Enter the world of the trade show. The chance to browse hundreds and hundreds of potential new product lines and vet the suppliers bringing them to market. It’s the perfect way to see items in the flesh, talk to the businesses selling them and decide if it’s going to be the start of a wonderful new relationship!
Now the retailer is the customer. It’s an interesting perspective.
Of course we retailers are consumers too. We all have to shop for ourselves, be it for groceries or a new mobile phone. We go through the whole customer experience cycle with all the companies we buy from and it shapes us. It makes an impact on us as retailers and helps us to determine what our priorities are and define the experience we want our customers to have with us.
We inevitably take those values with us when we then make buying decisions about the products we’ll stock and those we won’t. We work out what we’ll insist on and what we’re prepared to compromise on when sourcing and bringing products to our customer.
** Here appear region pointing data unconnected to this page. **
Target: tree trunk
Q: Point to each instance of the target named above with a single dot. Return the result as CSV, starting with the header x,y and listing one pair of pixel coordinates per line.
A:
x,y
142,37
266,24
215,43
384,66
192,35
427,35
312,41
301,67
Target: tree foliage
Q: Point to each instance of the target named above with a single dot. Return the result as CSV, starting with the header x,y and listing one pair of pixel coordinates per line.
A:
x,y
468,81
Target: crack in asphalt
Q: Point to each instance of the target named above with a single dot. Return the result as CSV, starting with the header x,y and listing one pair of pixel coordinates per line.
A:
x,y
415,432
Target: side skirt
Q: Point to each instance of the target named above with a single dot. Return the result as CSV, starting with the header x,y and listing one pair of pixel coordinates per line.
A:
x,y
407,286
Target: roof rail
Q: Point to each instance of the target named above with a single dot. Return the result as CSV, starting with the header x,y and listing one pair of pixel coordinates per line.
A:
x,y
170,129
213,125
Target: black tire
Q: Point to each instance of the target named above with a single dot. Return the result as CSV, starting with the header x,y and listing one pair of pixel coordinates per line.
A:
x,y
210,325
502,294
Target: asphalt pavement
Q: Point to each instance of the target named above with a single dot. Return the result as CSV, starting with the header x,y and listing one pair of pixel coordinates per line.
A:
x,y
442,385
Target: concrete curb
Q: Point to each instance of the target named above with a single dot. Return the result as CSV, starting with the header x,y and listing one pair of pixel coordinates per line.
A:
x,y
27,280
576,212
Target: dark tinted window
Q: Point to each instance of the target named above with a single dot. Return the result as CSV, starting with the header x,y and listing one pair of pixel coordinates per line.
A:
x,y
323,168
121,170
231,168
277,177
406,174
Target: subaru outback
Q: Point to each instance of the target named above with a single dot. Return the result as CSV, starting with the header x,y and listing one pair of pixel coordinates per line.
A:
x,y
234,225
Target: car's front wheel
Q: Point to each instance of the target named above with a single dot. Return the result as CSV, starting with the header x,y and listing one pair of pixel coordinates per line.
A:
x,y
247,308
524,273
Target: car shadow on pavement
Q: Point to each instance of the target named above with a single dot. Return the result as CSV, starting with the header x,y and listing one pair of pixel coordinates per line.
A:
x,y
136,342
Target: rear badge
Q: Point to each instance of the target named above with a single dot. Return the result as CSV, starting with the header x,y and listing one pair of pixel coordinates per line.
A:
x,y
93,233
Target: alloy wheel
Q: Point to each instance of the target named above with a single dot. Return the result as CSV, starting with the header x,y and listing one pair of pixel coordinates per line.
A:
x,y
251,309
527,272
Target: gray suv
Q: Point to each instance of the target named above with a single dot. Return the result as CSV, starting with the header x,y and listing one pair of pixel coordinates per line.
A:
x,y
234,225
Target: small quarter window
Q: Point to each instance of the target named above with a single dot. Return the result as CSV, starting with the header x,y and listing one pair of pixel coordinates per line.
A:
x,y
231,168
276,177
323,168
So before you reject something purely on price, here are some things to consider.
1. Is it truly like for like?
For example, they may be available in identical colours and size but you can’t compare a luxury mohair throw at £85 with a mock mohair 100% acrylic throw at £29. You may decide that you’re not prepared to pay the required price for the genuine article and settle for the faux version but at least you’ve made that decision consciously.
2. How important is quality?
Would you be prepared to spend a bit more on a locally produced, handmade candle, whose scent is as carefully blended as those of Channel or Christian Dior? This heavenly scent is then held in the perfect mix of quality soy and vegetable wax, with a top grade cotton wick ensuring the candle burns completely evenly. Or do you want to pay less but get a factory poured, artificially scented candle imported from overseas? It might not burn very evenly and last as long but on the plus side it was half the price to start with.
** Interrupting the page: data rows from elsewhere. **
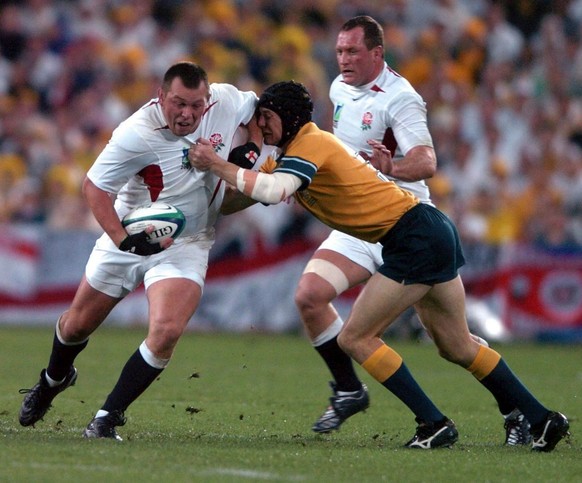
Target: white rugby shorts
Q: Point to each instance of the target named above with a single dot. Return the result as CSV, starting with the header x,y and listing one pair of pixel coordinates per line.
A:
x,y
118,273
365,254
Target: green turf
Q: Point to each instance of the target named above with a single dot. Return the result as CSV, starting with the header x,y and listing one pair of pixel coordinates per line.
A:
x,y
239,407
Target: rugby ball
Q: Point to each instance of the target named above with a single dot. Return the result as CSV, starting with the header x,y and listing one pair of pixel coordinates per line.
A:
x,y
168,221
3. Should you consider sustainable manufacturing?
What do you know about how the item was made? Would you be prepared to pay a bit more for some felt Easter decorations which were made to fair trade standards? Production of these products would help support small rural communities in Nepal. Would that be a key factor for you? Or would you prefer to pay less for a similar product and accept you know nothing about the working conditions under which the decoration was made.
4. Should you support small businesses?
Would you be prepared to pay a higher price for wall art which was uniquely crafted by gifted artisans? Individuals who are passionate about creating something to be loved by it’s owner for years and years to come or do you want to pay a much lower price for something which you accept is mass produced and sold by a faceless big box store.
5. Is organic important?
Would you pay more for soft furnishings made from organic fibres and fabrics? Less impact on the environment but more impact on your wallet.
I believe there are no right or wrong answers to the above considerations. We’re all different in what we value and what we’re prepared to pay for. Like most things in life it’s probably all down to balance. A balance between your personal values and your bank balance.
What I do believe though is that in this age of increased awareness and so called ‘conscious consumerism’, we should at least examine all of our options and know our own values. We need to be aware of the consequences of our buying decisions and be making an informed, conscious choice. It’s rarely as simple as being able to ‘buy it much cheaper elsewhere’ without compromising on something, the question is what?
What are your non negotiables when buying for your home?
Where are you prepared to spend more and where are you not?